News

Kasus ACT Jangan Terulang, DPR Lontarkan Urgensi UU Penggalangan Dana Publik

Anggota Komisi III DPR RI Arsul Sani mengemukakan tentang urgensi kehadiran Undang-Undang (UU) tentang Penggalangan Dana Publik. Regulasi ini demi mencegah terulangnya kasus dugaan penyelewengan donasi seperti yang saat ini melibatkan lembaga Aksi Cepat Tanggap (ACT).

“Selama ini pengaturan terkait hal tersebut baru pengaturan administratif setingkat menteri, kalau tidak salah diatur oleh menteri sosial,” kata Arsul Sani di Jakarta, Rabu (6/7/2022).

Mungkin anda suka

Dia menjelaskan, setiap ada kejadian yang merugikan kepentingan publik dan sudah masuk ke dalam ranah pelanggaran hukum, maka harus ada proses secara hukum. Pihak berwenang yang selanjutnya menentukan apakah proses hukumnya terkait administrasi atau administrasi dan pidana.

Berkaca kasus ACT, Pusat Pelaporan Analisis Transaksi Keuangan (PPATK) turut melakukan analisa. Arsul meyakini PPATK kemudian menghasilkan laporan hasil analisa transaksi keuangan.

Apabila dalam laporan hasil analisa tersebut terdapat dugaan tindak pidana apapun, PPATK harus menyerahkannya kepada penegak hukum.

Arsul mengharapkan masyarakat tetap mendukung kegiatan amal karena bermanfaat bagi kalangan tidak mampu. Aspek terpenting, kegiatan amal itu tidak untuk memperkaya individu.

Pencabutan Izin

Pemerintah sendiri melalui Kementerian Sosial (Kemensos) sudah mencabut izin Penyelenggaraan Pengumpulan Uang dan Barang (PUB). ACT memperoleh izin ini tahun 2022.
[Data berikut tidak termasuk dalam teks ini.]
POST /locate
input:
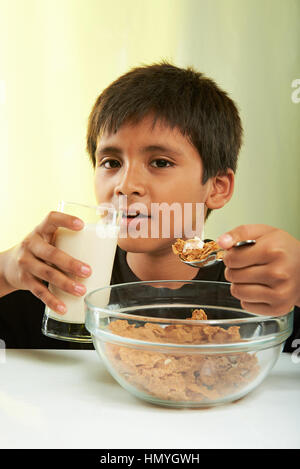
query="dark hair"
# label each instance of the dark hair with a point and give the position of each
(182, 98)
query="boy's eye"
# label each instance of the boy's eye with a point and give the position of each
(110, 164)
(161, 163)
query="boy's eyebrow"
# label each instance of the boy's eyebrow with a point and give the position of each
(109, 149)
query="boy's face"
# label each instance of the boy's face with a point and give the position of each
(149, 166)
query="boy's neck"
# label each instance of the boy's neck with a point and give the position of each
(165, 266)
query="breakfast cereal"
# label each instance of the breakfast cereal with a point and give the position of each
(194, 253)
(177, 375)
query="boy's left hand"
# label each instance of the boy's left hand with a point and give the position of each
(265, 277)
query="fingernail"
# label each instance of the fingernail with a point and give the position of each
(62, 309)
(79, 289)
(78, 223)
(85, 270)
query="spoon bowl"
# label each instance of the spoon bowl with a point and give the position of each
(211, 258)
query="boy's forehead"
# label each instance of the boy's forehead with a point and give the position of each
(147, 129)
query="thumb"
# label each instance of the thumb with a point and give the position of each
(242, 233)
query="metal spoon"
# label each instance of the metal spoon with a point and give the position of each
(211, 259)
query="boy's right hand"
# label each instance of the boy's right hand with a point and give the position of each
(36, 259)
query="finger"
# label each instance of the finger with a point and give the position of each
(41, 291)
(241, 233)
(265, 309)
(278, 299)
(55, 220)
(262, 309)
(45, 251)
(269, 275)
(263, 252)
(252, 293)
(53, 276)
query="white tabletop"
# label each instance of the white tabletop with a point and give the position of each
(67, 399)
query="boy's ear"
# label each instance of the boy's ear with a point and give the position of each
(221, 190)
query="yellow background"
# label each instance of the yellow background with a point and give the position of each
(56, 56)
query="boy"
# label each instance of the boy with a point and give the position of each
(158, 134)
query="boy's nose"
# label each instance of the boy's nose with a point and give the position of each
(130, 183)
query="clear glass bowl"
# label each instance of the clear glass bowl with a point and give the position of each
(143, 334)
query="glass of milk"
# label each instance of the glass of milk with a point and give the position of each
(95, 245)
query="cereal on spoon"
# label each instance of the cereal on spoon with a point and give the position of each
(193, 250)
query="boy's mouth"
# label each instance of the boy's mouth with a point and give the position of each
(136, 214)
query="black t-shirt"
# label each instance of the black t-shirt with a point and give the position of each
(21, 313)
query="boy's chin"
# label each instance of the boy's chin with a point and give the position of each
(145, 244)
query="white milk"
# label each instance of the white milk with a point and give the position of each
(87, 247)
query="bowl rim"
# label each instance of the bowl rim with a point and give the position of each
(119, 314)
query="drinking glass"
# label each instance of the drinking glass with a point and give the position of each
(95, 245)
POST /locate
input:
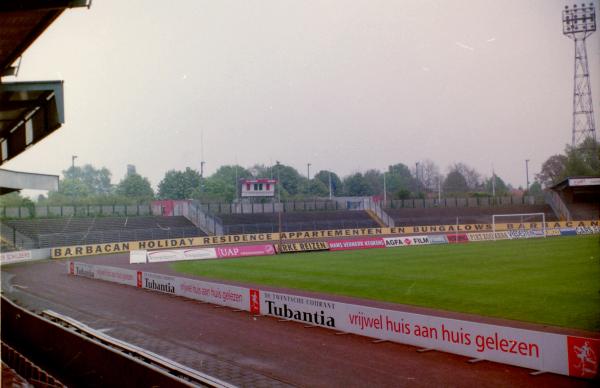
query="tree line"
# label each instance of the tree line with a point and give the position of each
(90, 185)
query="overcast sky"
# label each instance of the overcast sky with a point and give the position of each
(347, 85)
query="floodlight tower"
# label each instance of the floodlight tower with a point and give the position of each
(578, 24)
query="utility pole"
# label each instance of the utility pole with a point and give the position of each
(308, 178)
(578, 24)
(278, 182)
(384, 190)
(527, 173)
(417, 176)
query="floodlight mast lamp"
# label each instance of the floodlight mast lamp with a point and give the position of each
(579, 22)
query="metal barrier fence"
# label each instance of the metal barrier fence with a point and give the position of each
(109, 236)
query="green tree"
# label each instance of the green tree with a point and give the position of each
(455, 183)
(222, 185)
(583, 160)
(356, 185)
(471, 176)
(375, 180)
(318, 189)
(552, 171)
(500, 186)
(96, 180)
(399, 178)
(535, 189)
(290, 179)
(336, 182)
(179, 184)
(135, 186)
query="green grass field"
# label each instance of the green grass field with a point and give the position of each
(553, 281)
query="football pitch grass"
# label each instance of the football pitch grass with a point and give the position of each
(553, 281)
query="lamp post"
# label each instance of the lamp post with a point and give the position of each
(384, 190)
(278, 182)
(527, 173)
(308, 178)
(417, 176)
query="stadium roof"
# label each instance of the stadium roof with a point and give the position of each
(29, 111)
(23, 21)
(14, 180)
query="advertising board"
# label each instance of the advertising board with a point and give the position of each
(15, 257)
(245, 251)
(457, 238)
(537, 350)
(392, 242)
(181, 254)
(487, 236)
(205, 241)
(438, 239)
(303, 246)
(358, 243)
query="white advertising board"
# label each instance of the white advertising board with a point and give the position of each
(181, 254)
(15, 257)
(538, 350)
(138, 257)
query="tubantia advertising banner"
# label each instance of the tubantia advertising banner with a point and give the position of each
(15, 257)
(303, 247)
(362, 243)
(537, 350)
(100, 272)
(392, 242)
(245, 251)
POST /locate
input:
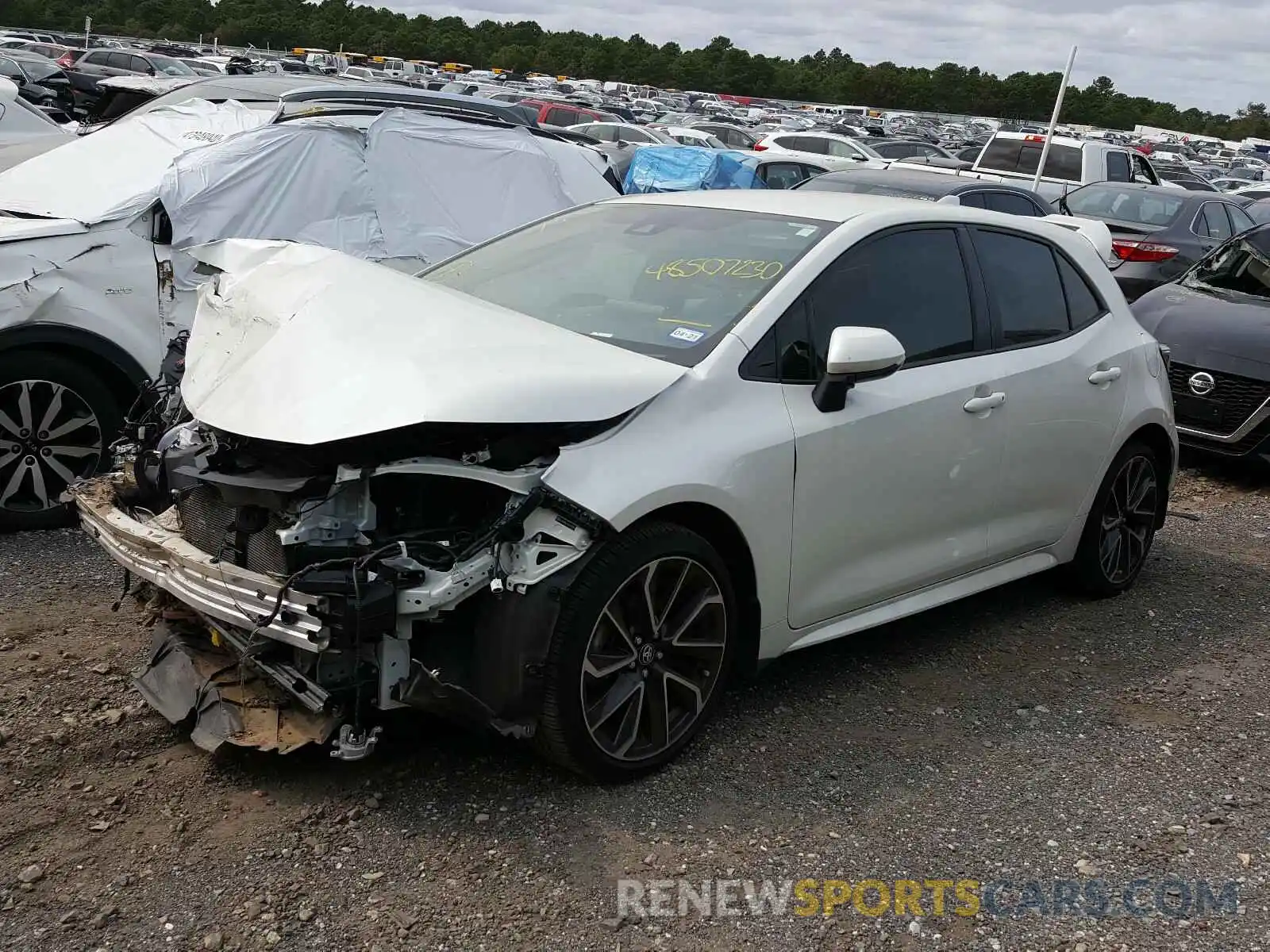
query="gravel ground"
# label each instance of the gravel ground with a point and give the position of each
(1022, 735)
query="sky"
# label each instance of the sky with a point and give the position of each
(1193, 54)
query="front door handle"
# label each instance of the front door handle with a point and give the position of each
(978, 405)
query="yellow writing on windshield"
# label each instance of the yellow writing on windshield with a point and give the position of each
(718, 268)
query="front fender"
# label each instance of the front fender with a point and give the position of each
(710, 440)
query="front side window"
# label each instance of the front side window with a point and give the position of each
(1024, 289)
(664, 281)
(874, 286)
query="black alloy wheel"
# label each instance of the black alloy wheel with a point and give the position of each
(639, 654)
(56, 424)
(653, 658)
(1122, 524)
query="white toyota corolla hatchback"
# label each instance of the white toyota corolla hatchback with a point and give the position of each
(572, 482)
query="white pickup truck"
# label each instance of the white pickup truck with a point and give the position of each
(1014, 158)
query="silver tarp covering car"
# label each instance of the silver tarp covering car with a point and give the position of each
(410, 186)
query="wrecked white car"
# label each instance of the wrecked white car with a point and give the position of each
(568, 482)
(97, 292)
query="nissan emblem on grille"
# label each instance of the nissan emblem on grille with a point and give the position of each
(1202, 384)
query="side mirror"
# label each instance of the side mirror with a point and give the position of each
(856, 355)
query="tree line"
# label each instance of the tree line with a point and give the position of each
(823, 76)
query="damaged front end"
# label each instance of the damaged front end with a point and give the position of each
(306, 588)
Pencabutan itu tertuang dalam Keputusan Menteri Sosial Republik Indonesia Nomor 133/HUK/2022 tanggal 5 Juli 2022 tentang Pencabutan Izin Penyelenggaraan Pengumpulan Sumbangan Kepada Yayasan Aksi Cepat Tanggap di Jakarta Selatan. Menteri Sosial Ad Interim Muhadjir Effendi menandatangani keputusan ini pada Selasa (5/7/2022).

“Jadi alasan kita mencabut dengan pertimbangan karena ada indikasi pelanggaran terhadap Peraturan Menteri Sosial. Sampai nanti menunggu hasil pemeriksaan dari Inspektorat Jenderal baru akan ada ketentuan sanksi lebih lanjut,” kata Muhadjir dalam keterangannya.
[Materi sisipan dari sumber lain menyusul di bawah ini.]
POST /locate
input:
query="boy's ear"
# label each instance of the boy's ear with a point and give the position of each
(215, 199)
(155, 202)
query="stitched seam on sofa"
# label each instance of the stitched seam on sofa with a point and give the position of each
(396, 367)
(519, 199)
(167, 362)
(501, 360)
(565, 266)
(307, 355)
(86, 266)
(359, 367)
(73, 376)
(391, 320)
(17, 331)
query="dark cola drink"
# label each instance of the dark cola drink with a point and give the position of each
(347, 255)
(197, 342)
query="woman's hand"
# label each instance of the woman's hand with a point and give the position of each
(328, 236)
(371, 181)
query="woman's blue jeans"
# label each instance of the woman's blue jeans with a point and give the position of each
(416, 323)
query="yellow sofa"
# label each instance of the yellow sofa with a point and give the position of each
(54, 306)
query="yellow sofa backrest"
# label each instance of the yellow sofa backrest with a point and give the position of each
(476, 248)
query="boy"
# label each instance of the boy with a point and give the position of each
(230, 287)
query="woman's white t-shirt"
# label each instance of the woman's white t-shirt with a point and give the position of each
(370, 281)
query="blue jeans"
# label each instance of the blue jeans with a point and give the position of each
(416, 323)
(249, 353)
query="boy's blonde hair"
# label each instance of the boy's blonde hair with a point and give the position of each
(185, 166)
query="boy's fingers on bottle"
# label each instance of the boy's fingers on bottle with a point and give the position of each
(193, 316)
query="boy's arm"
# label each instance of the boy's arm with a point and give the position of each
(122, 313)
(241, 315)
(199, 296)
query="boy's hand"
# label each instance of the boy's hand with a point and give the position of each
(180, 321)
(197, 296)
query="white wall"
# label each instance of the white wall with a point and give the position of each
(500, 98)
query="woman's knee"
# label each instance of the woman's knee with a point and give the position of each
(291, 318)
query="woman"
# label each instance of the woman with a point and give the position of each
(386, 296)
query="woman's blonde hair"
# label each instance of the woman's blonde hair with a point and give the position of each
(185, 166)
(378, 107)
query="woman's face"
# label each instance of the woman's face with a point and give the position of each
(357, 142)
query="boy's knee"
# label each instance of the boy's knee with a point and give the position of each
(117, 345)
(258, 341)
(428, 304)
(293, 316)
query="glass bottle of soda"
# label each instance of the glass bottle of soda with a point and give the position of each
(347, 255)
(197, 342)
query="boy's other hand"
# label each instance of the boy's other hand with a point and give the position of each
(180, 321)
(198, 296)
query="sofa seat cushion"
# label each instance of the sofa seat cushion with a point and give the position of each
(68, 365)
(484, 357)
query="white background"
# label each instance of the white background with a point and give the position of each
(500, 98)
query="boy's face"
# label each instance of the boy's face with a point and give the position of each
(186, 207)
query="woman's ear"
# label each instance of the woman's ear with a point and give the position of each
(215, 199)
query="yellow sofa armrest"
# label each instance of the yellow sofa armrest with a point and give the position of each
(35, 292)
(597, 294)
Berdasarkan ketentuan Pasal 6 ayat (1) Peraturan Pemerintah Nomor 29 Tahun 1980 tentang Pelaksanaan Pengumpulan Sumbangan berbunyi “Pembiayaan usaha pengumpulan sumbangan sebanyak-banyaknya 10 persen dari hasil pengumpulan sumbangan yang bersangkutan”.
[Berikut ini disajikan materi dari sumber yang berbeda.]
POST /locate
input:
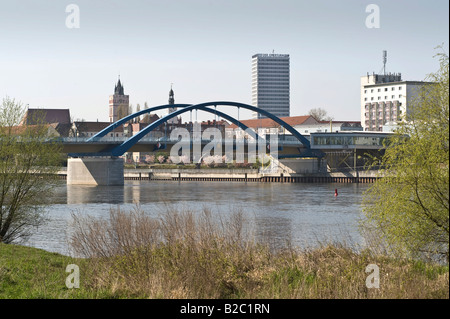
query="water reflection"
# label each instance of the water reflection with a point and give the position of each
(300, 214)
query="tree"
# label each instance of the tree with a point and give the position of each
(409, 206)
(320, 114)
(28, 163)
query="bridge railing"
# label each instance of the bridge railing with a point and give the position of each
(119, 139)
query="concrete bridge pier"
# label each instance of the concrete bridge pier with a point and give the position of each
(95, 171)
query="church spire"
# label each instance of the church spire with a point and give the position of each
(118, 90)
(171, 96)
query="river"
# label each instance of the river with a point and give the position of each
(302, 214)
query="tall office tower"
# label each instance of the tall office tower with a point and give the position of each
(119, 103)
(270, 84)
(386, 98)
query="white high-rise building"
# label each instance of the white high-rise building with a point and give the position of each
(385, 99)
(270, 84)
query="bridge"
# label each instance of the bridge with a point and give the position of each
(97, 160)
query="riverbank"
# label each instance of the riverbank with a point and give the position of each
(181, 256)
(243, 175)
(329, 272)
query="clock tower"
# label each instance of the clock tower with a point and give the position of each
(118, 103)
(173, 120)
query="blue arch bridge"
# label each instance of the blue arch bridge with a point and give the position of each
(96, 160)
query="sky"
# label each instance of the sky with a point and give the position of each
(204, 47)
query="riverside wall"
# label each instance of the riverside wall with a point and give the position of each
(245, 175)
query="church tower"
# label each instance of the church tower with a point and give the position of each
(118, 103)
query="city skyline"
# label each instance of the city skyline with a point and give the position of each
(205, 47)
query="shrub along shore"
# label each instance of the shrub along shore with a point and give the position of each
(186, 255)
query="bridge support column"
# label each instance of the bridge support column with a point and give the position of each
(95, 171)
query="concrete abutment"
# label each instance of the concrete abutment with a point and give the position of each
(107, 171)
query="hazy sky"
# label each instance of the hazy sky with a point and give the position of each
(204, 47)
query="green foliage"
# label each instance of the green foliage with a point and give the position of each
(28, 162)
(409, 206)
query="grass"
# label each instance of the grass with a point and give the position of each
(191, 255)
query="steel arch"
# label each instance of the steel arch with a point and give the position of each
(122, 148)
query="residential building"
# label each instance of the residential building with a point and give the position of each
(385, 99)
(89, 129)
(270, 84)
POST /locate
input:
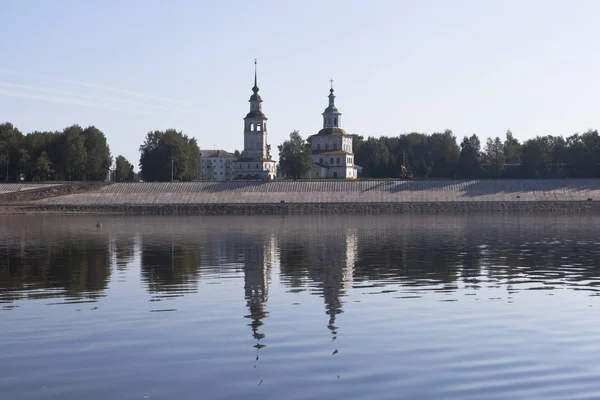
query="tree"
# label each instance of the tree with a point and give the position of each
(72, 160)
(167, 154)
(494, 153)
(469, 163)
(295, 156)
(42, 167)
(512, 149)
(10, 144)
(123, 170)
(98, 159)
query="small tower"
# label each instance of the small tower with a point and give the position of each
(331, 115)
(254, 162)
(255, 127)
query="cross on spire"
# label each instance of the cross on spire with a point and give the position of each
(255, 85)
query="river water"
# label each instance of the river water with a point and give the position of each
(300, 307)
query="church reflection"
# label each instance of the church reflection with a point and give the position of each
(328, 260)
(68, 266)
(257, 261)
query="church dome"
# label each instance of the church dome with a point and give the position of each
(332, 132)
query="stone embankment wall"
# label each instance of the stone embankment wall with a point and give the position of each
(305, 208)
(337, 192)
(19, 187)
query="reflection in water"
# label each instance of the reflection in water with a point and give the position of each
(170, 264)
(69, 266)
(257, 266)
(468, 294)
(315, 254)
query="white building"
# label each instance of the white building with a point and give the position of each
(217, 165)
(255, 163)
(332, 154)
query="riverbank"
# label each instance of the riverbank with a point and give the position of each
(309, 197)
(304, 208)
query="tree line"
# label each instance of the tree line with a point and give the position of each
(74, 154)
(439, 155)
(80, 154)
(83, 154)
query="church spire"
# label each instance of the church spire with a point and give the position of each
(331, 115)
(255, 96)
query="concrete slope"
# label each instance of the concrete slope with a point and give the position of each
(317, 191)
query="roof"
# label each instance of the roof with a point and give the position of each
(216, 153)
(332, 132)
(256, 114)
(332, 110)
(335, 152)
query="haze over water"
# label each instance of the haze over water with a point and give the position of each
(300, 307)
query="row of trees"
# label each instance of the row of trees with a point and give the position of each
(439, 155)
(78, 154)
(73, 154)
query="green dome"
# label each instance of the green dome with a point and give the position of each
(332, 132)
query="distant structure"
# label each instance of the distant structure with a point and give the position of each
(332, 154)
(255, 162)
(217, 165)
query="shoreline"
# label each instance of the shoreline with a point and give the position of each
(303, 208)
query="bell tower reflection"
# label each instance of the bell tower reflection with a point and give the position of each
(334, 270)
(258, 260)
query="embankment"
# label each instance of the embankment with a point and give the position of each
(318, 196)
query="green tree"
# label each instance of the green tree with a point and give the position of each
(469, 163)
(494, 152)
(98, 159)
(42, 167)
(10, 144)
(166, 152)
(72, 160)
(123, 170)
(295, 156)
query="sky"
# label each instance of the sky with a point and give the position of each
(133, 66)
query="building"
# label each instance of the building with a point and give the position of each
(217, 165)
(255, 162)
(332, 154)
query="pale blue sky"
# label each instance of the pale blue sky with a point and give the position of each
(131, 66)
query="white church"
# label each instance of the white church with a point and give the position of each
(254, 162)
(332, 147)
(332, 155)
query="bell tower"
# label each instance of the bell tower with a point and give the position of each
(255, 127)
(331, 115)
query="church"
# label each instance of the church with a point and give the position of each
(332, 155)
(332, 147)
(255, 162)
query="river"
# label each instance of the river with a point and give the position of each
(450, 306)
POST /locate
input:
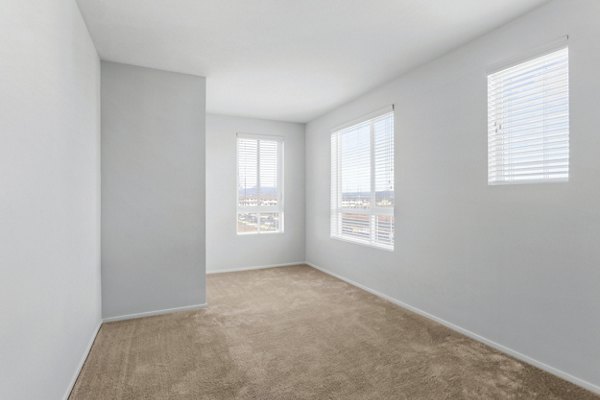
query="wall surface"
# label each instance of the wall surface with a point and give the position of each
(153, 225)
(50, 197)
(225, 249)
(518, 265)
Sedangkan hasil klarifikasi, Presiden ACT lbnu Khajar mengatakan, bahwa menggunakan rata-rata 13,7 persen dari dana hasil pengumpulan uang atau barang dari masyarakat sebagai dana operasional yayasan.

Angka 13,7 persen tersebut tidak sesuai ketentuan batasan maksimal 10 persen.